Death by distraction: New tech toys can endanger public and warfighters

The popularity of portable entertainment and communication devices creates concerns about driving and job safety.

The world of mobile technology is moving fast — maybe too fast for government policy-makers and adopters.

Washington is typically a laggard when it comes to the government’s ability to make laws and policies that keep up with changes wrought by new technologies. Of course, there are some who prefer it that way, but that’s another story. And government employees — both civilian and military — are no different from typical users in their ability to multitask. 

With tens of millions of Americans using their cell phones or other handheld devices to send and receive text messages, the federal government has recently turned its attention to the dangers posed by drivers who are too busy texting to keep their eyes on the road.

Transportation Secretary Ray LaHood recently issued federal guidance that, effective immediately, prohibits texting by drivers of commercial vehicles, such as large trucks and buses. Violators will be subject to civil or criminal penalties of as much as $2,750. The move comes on the heels of President Barack Obama’s executive order that bans federal employees from texting while driving government-owned vehicles or using government-owned equipment. It went into effect Dec. 30.

Like almost everyone else, the government has known for years that texting while driving is risky business. People who drive while texting take their eyes off the road for 4.6 seconds of every six seconds that they are texting and are 20 times more likely to get in an accident than nondistracted vehicle operators, according to a study from the Federal Motor Carrier Safety Administration. At 55 miles per hour, that means the texting driver is traveling the length of a football field, including the end zones, without looking at the road.

Texting while driving is not the only digital diversion that can have dire consequences. Some Marines in Afghanistan — and probably elsewhere — are heading out on patrol with their iPods turned on and listening to music — or worse — watching movies, reports Tom Ricks of Foreign Policy. The result, the story implies, was more injury and death than would otherwise have occurred.

“As smart phones, iPad tablets and other equipment become standard issue for the military in order for them to do the job on the net-centric battlefield — as they will — how do you police the potentially deadly uses along with the good stuff?” asks Federal Computer Week’s Brian Robinson in response to the debate sparked by Ricks’ piece.

Speaking of iPad…

Apple, a company on a hot streak as creator of the category kings iPod and iPhone, introduced its newest new thing late last month. Apple CEO Steve Jobs called the company's $499 tablet computer, dubbed the iPad, magical and revolutionary and said it “creates and defines an entirely new category of devices.”
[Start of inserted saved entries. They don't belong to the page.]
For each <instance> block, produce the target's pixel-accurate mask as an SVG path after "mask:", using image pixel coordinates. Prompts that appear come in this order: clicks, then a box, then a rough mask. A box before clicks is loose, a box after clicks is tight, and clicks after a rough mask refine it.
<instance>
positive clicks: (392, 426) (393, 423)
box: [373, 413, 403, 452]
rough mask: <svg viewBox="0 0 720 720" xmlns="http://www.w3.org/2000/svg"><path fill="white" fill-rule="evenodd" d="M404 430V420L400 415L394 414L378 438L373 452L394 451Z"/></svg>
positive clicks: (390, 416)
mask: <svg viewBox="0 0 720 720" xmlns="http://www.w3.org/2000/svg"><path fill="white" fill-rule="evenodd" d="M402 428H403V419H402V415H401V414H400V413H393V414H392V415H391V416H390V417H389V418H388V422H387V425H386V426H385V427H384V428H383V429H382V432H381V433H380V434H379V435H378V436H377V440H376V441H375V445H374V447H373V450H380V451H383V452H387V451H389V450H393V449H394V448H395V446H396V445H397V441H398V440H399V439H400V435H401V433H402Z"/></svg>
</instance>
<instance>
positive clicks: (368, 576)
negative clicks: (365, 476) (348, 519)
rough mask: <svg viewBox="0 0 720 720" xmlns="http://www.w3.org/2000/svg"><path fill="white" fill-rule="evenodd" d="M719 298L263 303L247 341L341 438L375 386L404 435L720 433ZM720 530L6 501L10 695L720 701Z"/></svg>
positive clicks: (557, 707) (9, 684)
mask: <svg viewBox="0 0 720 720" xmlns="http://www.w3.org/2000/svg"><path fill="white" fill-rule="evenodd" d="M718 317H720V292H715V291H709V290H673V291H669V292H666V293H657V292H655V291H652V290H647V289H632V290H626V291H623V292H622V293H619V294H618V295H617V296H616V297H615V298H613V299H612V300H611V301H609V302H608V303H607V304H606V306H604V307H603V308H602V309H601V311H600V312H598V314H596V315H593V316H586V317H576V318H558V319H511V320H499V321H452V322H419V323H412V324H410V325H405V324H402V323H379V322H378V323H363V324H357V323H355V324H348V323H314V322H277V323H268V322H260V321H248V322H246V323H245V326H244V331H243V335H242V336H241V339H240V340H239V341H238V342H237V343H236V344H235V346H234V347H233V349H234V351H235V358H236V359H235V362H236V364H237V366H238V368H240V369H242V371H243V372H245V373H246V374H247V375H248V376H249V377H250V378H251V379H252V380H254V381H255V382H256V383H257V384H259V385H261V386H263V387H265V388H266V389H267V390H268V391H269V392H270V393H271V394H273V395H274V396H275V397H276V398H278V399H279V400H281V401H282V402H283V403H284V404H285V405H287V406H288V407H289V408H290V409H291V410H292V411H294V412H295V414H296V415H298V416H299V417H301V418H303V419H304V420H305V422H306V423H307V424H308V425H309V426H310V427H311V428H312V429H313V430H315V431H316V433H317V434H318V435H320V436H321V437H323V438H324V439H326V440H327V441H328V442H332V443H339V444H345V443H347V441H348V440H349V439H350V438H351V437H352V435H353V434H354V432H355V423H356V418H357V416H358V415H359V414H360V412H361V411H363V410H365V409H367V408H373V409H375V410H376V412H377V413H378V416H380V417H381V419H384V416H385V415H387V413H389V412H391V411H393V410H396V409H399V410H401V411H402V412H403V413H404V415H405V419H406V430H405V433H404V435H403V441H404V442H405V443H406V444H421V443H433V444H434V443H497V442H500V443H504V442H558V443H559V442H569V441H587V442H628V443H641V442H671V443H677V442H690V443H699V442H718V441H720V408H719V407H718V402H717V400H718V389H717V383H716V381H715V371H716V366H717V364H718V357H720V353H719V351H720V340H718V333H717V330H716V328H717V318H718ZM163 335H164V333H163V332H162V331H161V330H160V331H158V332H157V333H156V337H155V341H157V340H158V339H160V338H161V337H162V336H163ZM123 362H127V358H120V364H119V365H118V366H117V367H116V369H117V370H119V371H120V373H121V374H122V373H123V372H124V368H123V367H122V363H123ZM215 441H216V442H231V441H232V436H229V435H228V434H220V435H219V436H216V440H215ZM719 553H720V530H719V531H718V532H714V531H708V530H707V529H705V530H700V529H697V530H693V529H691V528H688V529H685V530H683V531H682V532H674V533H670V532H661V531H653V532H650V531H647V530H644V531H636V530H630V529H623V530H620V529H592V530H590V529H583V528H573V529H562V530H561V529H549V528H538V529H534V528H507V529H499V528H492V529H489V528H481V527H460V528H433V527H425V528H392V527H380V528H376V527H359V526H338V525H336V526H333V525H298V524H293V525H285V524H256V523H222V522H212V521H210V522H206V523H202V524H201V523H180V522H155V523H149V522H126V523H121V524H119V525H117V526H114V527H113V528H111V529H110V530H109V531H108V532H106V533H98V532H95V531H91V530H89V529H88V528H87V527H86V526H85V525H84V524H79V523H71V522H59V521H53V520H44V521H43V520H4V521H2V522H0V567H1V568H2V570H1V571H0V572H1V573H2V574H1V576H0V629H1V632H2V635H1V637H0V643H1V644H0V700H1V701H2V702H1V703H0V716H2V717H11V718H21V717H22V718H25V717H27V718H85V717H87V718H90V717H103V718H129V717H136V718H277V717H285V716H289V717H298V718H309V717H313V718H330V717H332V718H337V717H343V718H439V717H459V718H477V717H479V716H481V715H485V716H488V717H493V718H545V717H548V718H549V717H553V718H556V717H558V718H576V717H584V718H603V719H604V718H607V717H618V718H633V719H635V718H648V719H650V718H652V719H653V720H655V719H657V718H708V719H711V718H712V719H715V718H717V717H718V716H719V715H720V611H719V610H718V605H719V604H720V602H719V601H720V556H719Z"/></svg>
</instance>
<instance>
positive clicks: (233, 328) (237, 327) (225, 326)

Industry reviewers beg to differ. “I cannot see it escaping the tablet computer dead zone any time soon,” writes John Dvorak of PC Magazine. The iPad’s primary sins, he says, are its inability to multitask, a missing stylus-based input option so people can draw and take notes on it, and the lack of a camera so they could use it for videoconferencing.

Other reviewers questioned Apple’s claims about the iPad’s 10-hour battery life under normal operating conditions. The device is not yet available, so the claim could not be verified. The reviewers, including John Breeden II of our sister publication, Government Computer News, based his skepticism on the iPad’s use of a display technology called In-Plane Switching, which is more power-hungry than other options.

After Breeden got an earful from the Apple faithful for daring to question the company, he sent an e-mail message to Jobs regarding the battery claim. And lo and behold, he received what appeared to be a message from Jobs himself. The Apple founder and czar insisted that the advertised specs are, in fact, true.

Seems it might be kind of a sore spot for a company that lately has been used to only dazzling accolades.